Dans leur dos, un instrument de musique, des parchemins peuplés de pièces de théâtres ou de danses étaient soigneusement enveloppés dans d’épais étuis en cuir à l’abri du mauvais temps. À leur main, un solide bâton les aidait dans leur marche. La grande jeune fille blonde, sa silhouette affinée par une vie entière de pérégrinations, portait ainsi son luth, et un bâton en buis.

L’instrument qui lui venait de son grand-père décédé, lui était plus cher que ses prunelles bleues. Quant au bâton, elle avait récupéré le tronc d’un arbre centenaire confié ensuite à un artisan. Pour une belle somme savamment économisée, il confectionna un magnifique bourdon élégamment torsadé et sertit d’un bel orbe d’argent. L’instrument, utile pour les déplacements s’avérait une arme extrêmement résistante et efficace dans des rixes contre les bandits de grand chemin ou des compagnies concurrentes.

L’ambiance n’était pas aux rires. Les humains, abrités au mieux sous leur capuche souffraient des affres du mauvais temps. La toux et les éternuements secouaient le groupe. Le lendemain, ils atteindraient le castel d’un marquis où des noces seraient données. Quelques semaines de liesse leur rempliraient les poches et le ventre. Mais ça, c’était demain. En cet instant, il fallait encore atteindre une auberge à deux heures de marches.

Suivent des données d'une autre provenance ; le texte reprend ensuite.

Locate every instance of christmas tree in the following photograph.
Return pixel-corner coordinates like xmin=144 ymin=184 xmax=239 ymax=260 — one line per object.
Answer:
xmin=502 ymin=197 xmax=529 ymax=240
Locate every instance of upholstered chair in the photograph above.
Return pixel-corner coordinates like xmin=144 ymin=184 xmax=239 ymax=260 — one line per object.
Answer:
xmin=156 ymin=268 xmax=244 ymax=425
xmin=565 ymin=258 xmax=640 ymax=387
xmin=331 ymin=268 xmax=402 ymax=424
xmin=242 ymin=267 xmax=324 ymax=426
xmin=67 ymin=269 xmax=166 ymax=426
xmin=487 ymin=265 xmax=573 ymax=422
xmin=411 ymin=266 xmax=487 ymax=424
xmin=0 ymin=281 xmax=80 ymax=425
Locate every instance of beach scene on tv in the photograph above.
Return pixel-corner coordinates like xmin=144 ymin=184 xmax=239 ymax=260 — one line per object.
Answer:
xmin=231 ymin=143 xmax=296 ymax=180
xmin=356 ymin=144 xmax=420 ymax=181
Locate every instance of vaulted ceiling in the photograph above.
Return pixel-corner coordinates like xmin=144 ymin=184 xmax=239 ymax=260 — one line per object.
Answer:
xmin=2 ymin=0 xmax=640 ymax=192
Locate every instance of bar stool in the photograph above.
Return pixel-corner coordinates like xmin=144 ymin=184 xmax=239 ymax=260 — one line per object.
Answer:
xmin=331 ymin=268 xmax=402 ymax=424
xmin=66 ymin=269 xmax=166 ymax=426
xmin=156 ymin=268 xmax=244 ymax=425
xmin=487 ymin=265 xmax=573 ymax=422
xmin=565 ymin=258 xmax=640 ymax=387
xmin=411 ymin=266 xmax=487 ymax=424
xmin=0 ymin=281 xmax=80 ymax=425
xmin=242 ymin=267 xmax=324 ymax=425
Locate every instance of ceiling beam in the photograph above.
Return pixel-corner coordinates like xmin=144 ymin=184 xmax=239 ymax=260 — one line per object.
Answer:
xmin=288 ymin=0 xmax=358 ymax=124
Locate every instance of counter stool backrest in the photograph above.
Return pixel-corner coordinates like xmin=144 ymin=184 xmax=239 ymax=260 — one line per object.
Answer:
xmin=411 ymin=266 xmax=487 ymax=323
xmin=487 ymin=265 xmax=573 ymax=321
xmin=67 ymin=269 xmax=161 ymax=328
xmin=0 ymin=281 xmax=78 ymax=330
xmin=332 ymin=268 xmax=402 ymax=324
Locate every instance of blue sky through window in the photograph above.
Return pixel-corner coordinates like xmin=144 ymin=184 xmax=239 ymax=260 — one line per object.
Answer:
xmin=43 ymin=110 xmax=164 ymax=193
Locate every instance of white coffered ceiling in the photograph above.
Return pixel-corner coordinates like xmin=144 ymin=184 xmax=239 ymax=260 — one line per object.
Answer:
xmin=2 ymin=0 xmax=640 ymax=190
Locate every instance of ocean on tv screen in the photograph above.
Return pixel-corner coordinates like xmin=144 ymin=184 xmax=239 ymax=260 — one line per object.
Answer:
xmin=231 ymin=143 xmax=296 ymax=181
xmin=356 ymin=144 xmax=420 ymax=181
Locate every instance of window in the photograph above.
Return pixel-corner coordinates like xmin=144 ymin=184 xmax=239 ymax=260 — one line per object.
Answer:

La nuit tomba, personne ne parlait. Ellanore ruminait. Comme bien souvent, elle pestait contre ses parents cantonnés à l’Ouest du Duché de Souabe, l’Est de celui de Haute-Lotharingie ou le Nord du Royaume de Bourgogne. Elle aurait voulu connaître d’autres lieux, découvrir des paysages différents, d’autres montagnes, d’autres vallées, d’autres rivières. Mais non, il fallait rester ici : la compagnie Sonnescheint était reconnue dans la région. Leurs clients étant de grandes familles nobles, leurs revenus étaient assurés, pourquoi aller chercher ailleurs ? Ainsi, chaque année, ils effectuaient le même tour, aucune surprise, aucune fantaisie. Leur répertoire même, constitué de vielles pièces romaines, l’ennuyait profondément.

Des lumières apparurent enfin au loin, ravivant de l’espoir chez les voyageurs. Arrivés à l’auberge, ils posèrent leurs précieuses affaires au sec, les déballèrent afin de les faire respirer, et ôtèrent leurs manteaux trempés par la pluie. Un bon feu brûlait dans l’âtre et l’on sentait de bonnes odeurs de cuisine. L’aubergiste connaissait la troupe et savait qu’ils paieraient rubis sur l’ongle, pas de représentation pour ce soir, il se faisait déjà trop tard.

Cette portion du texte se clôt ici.